According to an investigation by Conor Ryan, investigative reporter with the Irish Examiner, Lowry failed to declare to the Dáil land he co-owns in Wigan, which the paper says is linked to a blackmail allegation investigated by the Moriarty Tribunal.
Speaking on Tipp FM today, Lowry said that the “the reality is that piece of land has sat still there for the last 11 years ” and has not provided any rental income. According to the Examiner, the site is registered in Lowry’s name and the name of his business partner Liam Carroll.
Lowry said the site “has been relcaimed by nature” and is “worthless” as it stands at the moment.
He said that last year Wigan council put out a development plan for the area, but he was told it was highly unlikely that his land would be included. He said the land is on the periphery of the plan. “It is in the general area but not in the specific area,” he explained.
That plan for that area is still under review. Lowry said they have made “no detailed submission of any description” on the land. He did say that if it was included in the development plan, which will happen next year or the year after, it would have a value and then he would have to include it in his interest.

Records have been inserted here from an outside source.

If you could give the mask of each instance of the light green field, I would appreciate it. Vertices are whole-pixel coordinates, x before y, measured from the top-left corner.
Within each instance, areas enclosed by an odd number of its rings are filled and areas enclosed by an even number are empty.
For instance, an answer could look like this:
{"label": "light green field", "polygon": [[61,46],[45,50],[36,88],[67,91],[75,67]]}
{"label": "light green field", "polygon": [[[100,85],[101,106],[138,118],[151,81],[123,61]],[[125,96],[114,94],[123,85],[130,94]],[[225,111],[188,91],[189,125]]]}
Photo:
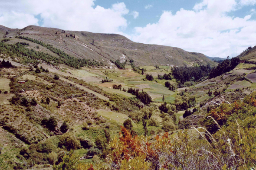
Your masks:
{"label": "light green field", "polygon": [[37,77],[36,76],[33,76],[33,75],[24,75],[22,76],[22,80],[26,80],[36,81],[39,82],[41,82],[46,85],[53,84],[52,83],[49,83],[47,81],[45,80],[40,77]]}
{"label": "light green field", "polygon": [[3,92],[4,91],[10,92],[10,87],[9,86],[9,84],[10,82],[9,79],[0,78],[0,90]]}
{"label": "light green field", "polygon": [[238,65],[236,67],[234,70],[243,69],[244,68],[250,68],[253,67],[255,67],[256,65],[253,64],[247,64],[244,63],[239,63]]}
{"label": "light green field", "polygon": [[152,82],[146,81],[125,81],[125,82],[128,85],[151,84],[152,83]]}
{"label": "light green field", "polygon": [[113,93],[115,94],[118,94],[121,95],[125,96],[127,97],[135,97],[132,94],[129,93],[128,93],[125,92],[124,91],[119,90],[115,90],[113,89],[110,89],[109,88],[105,87],[100,87],[104,91],[106,91],[107,92]]}
{"label": "light green field", "polygon": [[11,98],[14,95],[13,94],[0,94],[0,105],[9,103],[8,99]]}
{"label": "light green field", "polygon": [[102,95],[100,94],[99,94],[98,93],[95,92],[95,91],[90,90],[89,89],[83,86],[82,86],[79,84],[77,84],[77,83],[74,83],[71,81],[70,81],[68,80],[67,80],[66,79],[65,79],[65,78],[63,78],[62,77],[60,77],[59,79],[60,80],[62,80],[64,81],[66,81],[68,83],[70,83],[72,84],[74,84],[74,85],[75,85],[76,86],[78,87],[79,87],[81,89],[84,90],[85,91],[86,91],[88,92],[92,93],[92,94],[94,94],[95,96],[98,97],[98,98],[103,99],[103,100],[109,100],[109,99],[108,98],[105,97],[105,96],[104,96],[103,95]]}
{"label": "light green field", "polygon": [[175,93],[172,91],[170,90],[167,87],[158,83],[154,84],[150,84],[149,86],[152,88],[152,90],[147,90],[152,93],[158,93],[167,96],[171,96],[175,94]]}
{"label": "light green field", "polygon": [[[154,99],[154,102],[162,102],[162,99],[163,98],[156,98]],[[175,98],[173,96],[164,96],[164,101],[167,102],[167,103],[173,103],[174,100],[175,99]]]}
{"label": "light green field", "polygon": [[246,80],[237,81],[234,84],[240,85],[240,86],[249,87],[252,85],[252,83]]}
{"label": "light green field", "polygon": [[217,82],[215,81],[210,81],[207,83],[199,83],[195,86],[196,87],[201,87],[202,86],[207,86],[209,84],[216,84]]}
{"label": "light green field", "polygon": [[72,74],[79,77],[86,77],[91,76],[98,76],[96,74],[93,74],[88,71],[86,71],[84,69],[67,69],[66,70],[66,71],[69,71]]}
{"label": "light green field", "polygon": [[156,68],[154,66],[140,66],[139,67],[141,69],[144,68],[144,69],[146,69],[147,70],[154,70],[156,69]]}
{"label": "light green field", "polygon": [[102,116],[109,120],[115,120],[120,123],[123,123],[128,118],[126,115],[111,111],[100,109],[97,111],[98,115]]}

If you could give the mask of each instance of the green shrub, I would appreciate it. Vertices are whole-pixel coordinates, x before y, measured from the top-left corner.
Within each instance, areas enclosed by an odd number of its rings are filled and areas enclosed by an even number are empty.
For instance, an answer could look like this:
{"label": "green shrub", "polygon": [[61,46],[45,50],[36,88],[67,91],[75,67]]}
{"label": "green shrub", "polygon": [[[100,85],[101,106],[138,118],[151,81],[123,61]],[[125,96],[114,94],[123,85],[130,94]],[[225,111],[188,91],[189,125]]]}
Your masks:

Asked why he bought the land in 2001, he said “it looked like a good idea at the time and maybe it will be a good idea”. Lowry said that maybe in the next 5 – 10 years the land might be rezoned.
If it was rezoned in the future it would have a value and it would be declared.

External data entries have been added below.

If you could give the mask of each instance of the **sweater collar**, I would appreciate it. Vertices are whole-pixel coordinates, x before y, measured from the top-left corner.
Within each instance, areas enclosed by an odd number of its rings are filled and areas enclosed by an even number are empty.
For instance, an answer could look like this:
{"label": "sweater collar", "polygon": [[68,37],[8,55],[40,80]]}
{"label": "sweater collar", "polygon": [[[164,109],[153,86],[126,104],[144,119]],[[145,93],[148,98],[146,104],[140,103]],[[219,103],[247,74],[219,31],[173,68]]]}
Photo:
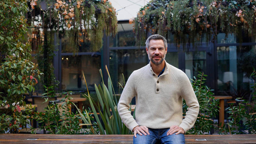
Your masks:
{"label": "sweater collar", "polygon": [[[167,62],[166,62],[165,60],[164,60],[164,63],[165,64],[165,68],[164,68],[164,73],[163,73],[162,75],[161,75],[159,76],[159,77],[162,76],[164,76],[164,75],[169,74],[169,68],[168,67],[168,64],[169,64],[167,63]],[[152,67],[151,66],[151,64],[150,63],[150,62],[149,62],[149,63],[148,64],[149,66],[149,67],[150,67],[150,70],[151,71],[151,73],[152,73],[152,74],[155,74],[155,73],[154,72],[154,71],[153,71],[153,69],[152,69]]]}

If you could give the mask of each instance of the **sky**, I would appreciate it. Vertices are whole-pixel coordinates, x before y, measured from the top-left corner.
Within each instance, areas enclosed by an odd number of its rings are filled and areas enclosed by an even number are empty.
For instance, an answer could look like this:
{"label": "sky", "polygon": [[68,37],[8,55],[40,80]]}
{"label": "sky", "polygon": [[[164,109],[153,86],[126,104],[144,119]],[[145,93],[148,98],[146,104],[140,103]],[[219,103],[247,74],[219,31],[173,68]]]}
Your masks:
{"label": "sky", "polygon": [[129,20],[135,17],[140,9],[150,0],[108,0],[116,9],[117,20]]}

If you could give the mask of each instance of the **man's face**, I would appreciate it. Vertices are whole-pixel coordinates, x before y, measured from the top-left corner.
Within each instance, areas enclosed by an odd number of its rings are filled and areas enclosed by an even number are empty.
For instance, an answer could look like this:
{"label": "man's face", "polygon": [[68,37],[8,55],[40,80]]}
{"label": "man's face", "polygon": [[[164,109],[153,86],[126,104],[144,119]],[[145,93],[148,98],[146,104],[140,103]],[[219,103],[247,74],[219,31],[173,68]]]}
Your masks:
{"label": "man's face", "polygon": [[161,39],[151,39],[149,42],[148,48],[146,48],[148,58],[154,64],[158,65],[165,58],[167,47],[164,48],[164,41]]}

The article reports that the land was probed by the Moriarty Tribunal, and that the agent, Kevin Phelan, was paid a finder’s fee of £65,000 stg. Lowry said that Phelan was paid the money because it was he who put together the various options which included in the region of around 8 – 10 landholders, and was paid for input into all the properties.
The Moriarty report found that the Tribunal was informed that the fees paid to Phelan were intended to draw a line under his involvement in the Vineacre project. Vineacre was a UK property company owned by Carroll and Lowry which has since been dissolved.